Chapter 3
“I can’t hold my tequila worth a damn,” someone beside Cynthia said, “but can I join you?”
The faint beginnings of a tequila-induced fog in Cynthia’s brain parted like the Red Sea for that voice. The smooth, rich timbre was satin against her auditory nerves, but when his words sank in, she rolled her eyes and turned to face bachelor number five. Or was it six?
Lively dark brown eyes, brimming with amusement and humor, met her gaze. Cynthia’s eyes widened as she took in his warm, golden skin and playful half smile on really nice lips that no man deserved in a fair world.
Huh. Maybe the beer goggles were finally kicking in.
Cynthia gave her head a shake. “Okay, let’s hear it.”
“Hear what?”
She gestured at herself with an impatient wave of her hand.
“Your lame pickup line about how good I look. Or how nice I smell. Or if you can ‘see my keys because I’m turning you on.’?” With a sarcastic laugh, Cynthia spun back to the bar and rolled the empty shot glass between her hands.
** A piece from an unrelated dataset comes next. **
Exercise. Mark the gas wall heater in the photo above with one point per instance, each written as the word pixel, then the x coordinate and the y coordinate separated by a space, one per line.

“Go ahead, tell me I’m beautiful and then toddle off. ”
He was silent at first, prompting a thin, cold sensation that felt suspiciously like disappointment snaking down her spine. When she risked another glance at him, he was watching her with a thoughtful glint in his narrowed gaze.
“What?” Cynthia asked, tugging at the left strap of her dress self-consciously.
“Well, obviously I need a second. I don’t want to waste the opportunity.” There was zero sarcasm or defensiveness to his tone, and Cynthia swiveled on her barstool to face him properly.
“Give me the best you can do,” she said.
To her ears, the words played back harsher than she had intended, a depressing indication that when it came to flirting, she was woefully out of practice.
Teasing and coy digs were not the mark of an aspiring CEO who relied on working overtime and detailed project charters to get what she wanted.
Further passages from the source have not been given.